I’m thinking the opposite idea, cruise ship might have better odds due to a lack of intensive medical intervention. Would anyone like the odds of surviving as the first Corona patients Mass General gets to play with? And if you don’t survive the care, the virus still gets credit for the kill.
> the 80,000 who died from the flu in 2017-2018
Don’t Believe Everything You Read About Flu Deaths. The CDC uses the term “influenza-associated death” (in 2010 – 36,000) vs actual “cause-of-death” (less than 500)
The CDC says this:
“CDC estimates that influenza has resulted in between 9 million – 45 million illnesses, between 140,000 – 810,000 hospitalizations and between 12,000 – 61,000 deaths annually since 2010.”
Dr. K, can you please point me to a CDC link that discusses what you are claiming?
Seems to me that there are at least three cruise ship health disasters every year – legionnaire’s disease, novovirus, gastrointestinal illness, etc. Nothing makes this one any scarier.
The really sad thing is that no one will go back and do the “root cause analysis” of the bad statistics, bad policy and bad information and improve our systems.
Our only hope is that we don’t have a real global problem.
Amesh Adalja of Johns Hopkins is putting the best guess upper bound on worst-case death rate at 0.6%. He said this just now on the Sam Harris podcast. He bases this on the South Korea numbers as South Korea, at this point, has the most aggressive testing. As I write this, S. Korea’s numerator is 54 deaths and denominator is 7755 for a rate of 0.7% deaths. Note that this might be high as those seeking out testing might tend toward the symptomatic.
Actually, Italy reports a somewhat higher mortality rate: closer to 5%; but what’s a 4.3% difference between friends? it’s only 10.5 million peasants, give or take; and besides, it’s mostly old geezers. (I didn’t realize some folks would hate their parents so much.)
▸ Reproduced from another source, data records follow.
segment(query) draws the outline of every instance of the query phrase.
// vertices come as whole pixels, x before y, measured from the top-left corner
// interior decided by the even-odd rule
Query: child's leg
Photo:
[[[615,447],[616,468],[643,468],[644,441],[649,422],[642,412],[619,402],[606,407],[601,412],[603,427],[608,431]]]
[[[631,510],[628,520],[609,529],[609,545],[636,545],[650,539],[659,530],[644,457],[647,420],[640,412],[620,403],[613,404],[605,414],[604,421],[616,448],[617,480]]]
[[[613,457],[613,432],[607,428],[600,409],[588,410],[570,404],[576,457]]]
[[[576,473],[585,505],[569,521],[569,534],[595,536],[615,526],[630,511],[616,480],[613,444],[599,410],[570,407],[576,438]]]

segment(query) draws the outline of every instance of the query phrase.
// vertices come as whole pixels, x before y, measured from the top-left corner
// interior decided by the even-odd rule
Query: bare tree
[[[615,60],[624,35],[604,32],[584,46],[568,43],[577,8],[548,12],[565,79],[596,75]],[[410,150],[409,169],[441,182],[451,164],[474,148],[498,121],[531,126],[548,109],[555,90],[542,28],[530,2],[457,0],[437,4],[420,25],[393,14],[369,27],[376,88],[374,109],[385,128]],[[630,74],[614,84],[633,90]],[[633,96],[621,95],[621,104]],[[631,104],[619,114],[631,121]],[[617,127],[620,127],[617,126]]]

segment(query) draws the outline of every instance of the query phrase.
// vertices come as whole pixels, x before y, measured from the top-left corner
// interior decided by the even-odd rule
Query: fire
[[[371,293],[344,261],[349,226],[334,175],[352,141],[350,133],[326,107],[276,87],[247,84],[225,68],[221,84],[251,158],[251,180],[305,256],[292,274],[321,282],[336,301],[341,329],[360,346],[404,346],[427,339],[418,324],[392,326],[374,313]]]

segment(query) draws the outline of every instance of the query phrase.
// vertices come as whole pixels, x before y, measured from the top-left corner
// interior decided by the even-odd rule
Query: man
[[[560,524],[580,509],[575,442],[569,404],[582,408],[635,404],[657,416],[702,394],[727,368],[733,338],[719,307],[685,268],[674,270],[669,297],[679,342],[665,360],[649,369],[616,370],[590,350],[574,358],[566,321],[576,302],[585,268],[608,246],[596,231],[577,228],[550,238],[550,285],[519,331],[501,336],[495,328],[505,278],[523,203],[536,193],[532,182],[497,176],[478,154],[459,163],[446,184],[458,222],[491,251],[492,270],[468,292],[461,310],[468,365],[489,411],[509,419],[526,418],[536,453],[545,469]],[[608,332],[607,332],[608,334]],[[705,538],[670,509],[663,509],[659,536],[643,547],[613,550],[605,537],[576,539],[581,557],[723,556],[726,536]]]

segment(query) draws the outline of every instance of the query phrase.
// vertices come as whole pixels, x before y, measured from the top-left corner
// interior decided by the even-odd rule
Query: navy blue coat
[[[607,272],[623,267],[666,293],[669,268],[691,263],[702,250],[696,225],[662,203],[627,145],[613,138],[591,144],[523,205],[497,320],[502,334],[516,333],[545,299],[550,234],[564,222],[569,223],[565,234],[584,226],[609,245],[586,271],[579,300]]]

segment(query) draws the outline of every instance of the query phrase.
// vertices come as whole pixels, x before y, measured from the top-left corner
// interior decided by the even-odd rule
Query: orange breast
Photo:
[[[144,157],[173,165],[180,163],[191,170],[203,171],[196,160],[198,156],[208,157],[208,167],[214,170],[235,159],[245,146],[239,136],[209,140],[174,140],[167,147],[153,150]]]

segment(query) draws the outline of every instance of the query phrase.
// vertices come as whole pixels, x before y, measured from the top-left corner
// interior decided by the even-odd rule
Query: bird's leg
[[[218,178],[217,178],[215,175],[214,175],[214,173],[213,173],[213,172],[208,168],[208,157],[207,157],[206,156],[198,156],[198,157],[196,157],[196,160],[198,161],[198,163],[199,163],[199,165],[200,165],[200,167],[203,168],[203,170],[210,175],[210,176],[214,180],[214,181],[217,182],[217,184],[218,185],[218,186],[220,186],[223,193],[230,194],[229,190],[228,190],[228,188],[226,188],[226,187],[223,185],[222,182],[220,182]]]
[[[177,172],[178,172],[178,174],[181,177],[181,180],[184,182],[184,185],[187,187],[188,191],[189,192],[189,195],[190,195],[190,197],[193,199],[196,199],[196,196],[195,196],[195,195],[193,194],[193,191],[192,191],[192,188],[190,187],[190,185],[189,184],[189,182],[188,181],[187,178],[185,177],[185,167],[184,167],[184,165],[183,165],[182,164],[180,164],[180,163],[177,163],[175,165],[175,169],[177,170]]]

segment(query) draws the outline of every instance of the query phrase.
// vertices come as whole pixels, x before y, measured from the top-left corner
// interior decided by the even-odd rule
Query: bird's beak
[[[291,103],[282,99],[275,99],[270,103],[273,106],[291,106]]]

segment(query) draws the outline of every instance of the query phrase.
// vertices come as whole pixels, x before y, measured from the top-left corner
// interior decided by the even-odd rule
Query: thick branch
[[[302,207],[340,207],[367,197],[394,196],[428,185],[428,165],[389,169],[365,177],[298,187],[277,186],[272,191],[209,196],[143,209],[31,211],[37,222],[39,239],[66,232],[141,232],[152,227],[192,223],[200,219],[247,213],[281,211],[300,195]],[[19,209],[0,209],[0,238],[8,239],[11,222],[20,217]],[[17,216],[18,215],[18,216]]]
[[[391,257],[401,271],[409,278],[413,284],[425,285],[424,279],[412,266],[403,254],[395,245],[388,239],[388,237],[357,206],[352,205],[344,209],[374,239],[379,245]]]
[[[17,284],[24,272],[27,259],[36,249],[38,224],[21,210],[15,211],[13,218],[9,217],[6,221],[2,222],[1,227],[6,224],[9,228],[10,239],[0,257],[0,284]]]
Even at 0.7%, the death toll would top at 172K at the saturation point of, say, 75% of the total population (when the virus runs out of hosts). However, unlike flu it’s not going to be equally distributed because a median estimated time from infection to death is less than 3 weeks, so there are going to be death clusters, and 5000 deaths in your county matters more than 100K far away.. But I guess not everyone likes big cities and their inhabitants.
Here is another point to consider. The epidemic seems to be spreading exponentially for now, and it will temper out eventually. But before that point, the mortality rate is not a particularly interesting number: the rate of infection is, since any variation of fatalities can be erased in just a matter of days (which is a nature of exponential growth).
The deaths are up to 11 now and still have 82 cases that are unresolved. 10 are still in critical condition. Seeing that most of these people received medical care and died on dry land, then I don’t think we can give too much emphasis to the medical staff on the ship. Also death rates are calculated from infected people, which is 619. It doesn’t go by the entire ship population. So the death rate as of now is 1.5%, not .16%. And it may go up higher if any of those people in critical condition pass away.